The net proceeds of the Notes will be primarily applied to (i) repay in full the aggregate principal amount of outstanding Class 2012-A Fixed Rate Term Notes issued by WEST and pay any accrued and unpaid interest thereon, (ii) pay fees and expenses related to the issuance of the Notes, (iii) pay Willis periodically over a 270-day delivery period as consideration for the aircraft engines and the airframes acquired by WEST from Willis in connection with the financing and (iv) make a distribution to Willis with some or all of the excess proceeds, to the extent any excess proceeds remain after giving effect to the foregoing. Willis will apply any net proceeds it receives for general corporate purposes.
The Notes being offered by WEST have not been and will not be registered under the Securities Act of 1933, as amended (the “Securities Act”), and may not be offered or sold in the United States absent registration or an applicable exemption from registration requirements. The Notes are being offered only to qualified institutional buyers under Rule 144A under the Securities Act and outside the United States to non-U.S. persons in reliance in Regulation S under the Securities Act.
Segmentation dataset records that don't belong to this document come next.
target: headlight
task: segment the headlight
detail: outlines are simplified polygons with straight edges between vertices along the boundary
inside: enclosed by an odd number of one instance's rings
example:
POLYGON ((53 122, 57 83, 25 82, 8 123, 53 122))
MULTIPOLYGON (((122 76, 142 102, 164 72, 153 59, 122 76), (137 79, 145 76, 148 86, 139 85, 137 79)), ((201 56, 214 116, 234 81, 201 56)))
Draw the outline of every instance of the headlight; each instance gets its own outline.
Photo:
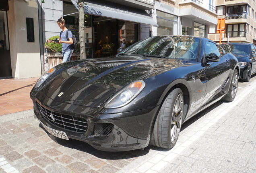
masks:
POLYGON ((37 82, 37 83, 35 84, 35 88, 37 88, 39 86, 40 86, 42 83, 44 82, 44 81, 48 77, 52 74, 54 71, 55 71, 55 68, 51 68, 47 72, 45 72, 39 78, 37 82))
POLYGON ((107 109, 117 108, 122 107, 130 102, 145 87, 145 82, 142 80, 132 83, 118 93, 106 105, 107 109))
POLYGON ((239 62, 239 66, 240 66, 240 67, 242 67, 246 65, 246 64, 247 64, 247 62, 239 62))

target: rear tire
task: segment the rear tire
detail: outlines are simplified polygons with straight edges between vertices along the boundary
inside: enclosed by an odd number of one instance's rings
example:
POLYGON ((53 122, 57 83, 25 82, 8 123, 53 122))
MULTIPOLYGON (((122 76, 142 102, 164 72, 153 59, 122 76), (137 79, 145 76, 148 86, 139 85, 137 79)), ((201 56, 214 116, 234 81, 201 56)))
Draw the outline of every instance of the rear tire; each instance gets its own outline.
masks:
POLYGON ((184 107, 180 89, 172 91, 159 111, 150 139, 150 144, 171 149, 176 144, 181 127, 184 107))
POLYGON ((248 71, 246 78, 243 79, 243 81, 244 82, 248 82, 250 80, 250 79, 251 78, 251 75, 252 74, 252 65, 250 64, 249 64, 249 65, 248 65, 248 71))
POLYGON ((232 77, 229 89, 227 94, 222 98, 222 99, 224 101, 231 102, 235 99, 237 91, 238 78, 237 70, 235 69, 232 77))

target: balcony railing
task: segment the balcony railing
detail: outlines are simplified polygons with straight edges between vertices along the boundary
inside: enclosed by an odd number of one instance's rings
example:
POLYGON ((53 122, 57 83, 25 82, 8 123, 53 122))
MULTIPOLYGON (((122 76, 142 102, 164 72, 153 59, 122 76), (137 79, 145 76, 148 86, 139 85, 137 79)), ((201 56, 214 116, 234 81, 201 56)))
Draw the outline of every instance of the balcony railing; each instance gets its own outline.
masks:
POLYGON ((200 5, 202 5, 203 4, 202 0, 192 0, 192 1, 194 1, 196 2, 196 4, 198 4, 200 5))
POLYGON ((226 13, 225 14, 225 19, 236 19, 239 18, 247 18, 247 14, 246 12, 239 12, 233 13, 226 13))
POLYGON ((226 32, 226 37, 227 37, 228 34, 229 37, 245 37, 246 35, 245 31, 228 31, 226 32))
POLYGON ((213 6, 211 5, 211 4, 209 4, 209 10, 210 10, 212 11, 215 12, 216 10, 216 8, 215 7, 215 6, 213 6))
POLYGON ((154 0, 140 0, 141 1, 143 1, 149 4, 154 4, 154 0))

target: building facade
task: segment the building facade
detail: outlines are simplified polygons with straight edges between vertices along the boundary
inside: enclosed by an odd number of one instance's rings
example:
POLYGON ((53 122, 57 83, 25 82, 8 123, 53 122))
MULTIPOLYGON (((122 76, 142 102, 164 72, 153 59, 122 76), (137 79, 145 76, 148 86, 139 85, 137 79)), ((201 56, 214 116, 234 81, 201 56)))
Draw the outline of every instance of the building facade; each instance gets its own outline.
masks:
MULTIPOLYGON (((219 0, 216 4, 218 18, 225 18, 225 33, 221 43, 256 43, 256 4, 255 0, 219 0)), ((219 41, 216 26, 209 26, 209 38, 219 41)))
POLYGON ((0 79, 40 76, 37 0, 0 0, 0 79))
MULTIPOLYGON (((56 60, 47 55, 44 45, 47 39, 59 35, 61 30, 56 21, 60 18, 65 19, 66 26, 79 43, 78 1, 44 1, 0 0, 5 4, 0 3, 0 42, 2 39, 4 42, 2 49, 6 50, 3 53, 0 50, 0 60, 8 63, 11 71, 7 74, 0 71, 0 78, 39 76, 52 66, 56 60), (10 60, 1 59, 8 52, 10 60)), ((217 23, 213 0, 85 2, 87 58, 115 55, 122 43, 128 46, 151 36, 207 37, 209 26, 217 23)))

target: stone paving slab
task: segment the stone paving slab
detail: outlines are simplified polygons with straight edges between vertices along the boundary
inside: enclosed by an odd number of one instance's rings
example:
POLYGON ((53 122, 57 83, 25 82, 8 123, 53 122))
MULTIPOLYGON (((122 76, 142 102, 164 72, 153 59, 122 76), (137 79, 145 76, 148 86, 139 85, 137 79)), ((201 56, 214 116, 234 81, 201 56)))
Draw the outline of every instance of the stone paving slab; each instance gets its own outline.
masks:
POLYGON ((32 110, 0 117, 0 173, 256 173, 256 80, 182 125, 171 149, 122 152, 55 138, 32 110))

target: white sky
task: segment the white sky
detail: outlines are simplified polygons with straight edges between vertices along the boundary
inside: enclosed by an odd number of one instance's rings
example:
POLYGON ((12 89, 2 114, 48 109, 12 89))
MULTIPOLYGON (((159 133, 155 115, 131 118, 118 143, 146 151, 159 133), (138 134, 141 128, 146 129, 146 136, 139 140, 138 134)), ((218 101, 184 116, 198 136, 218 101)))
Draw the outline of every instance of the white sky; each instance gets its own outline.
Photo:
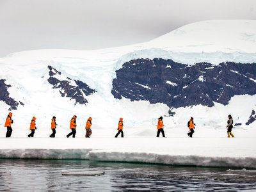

This news release shall not constitute an offer to sell or a solicitation of an offer to buy, nor shall there be any sale of, the Notes in any jurisdiction in which such offer, solicitation or sale would be unlawful prior to registration or qualification under the securities laws of any such jurisdiction. This news release is being issued pursuant to and in accordance with Rule 135c under the Securities Act.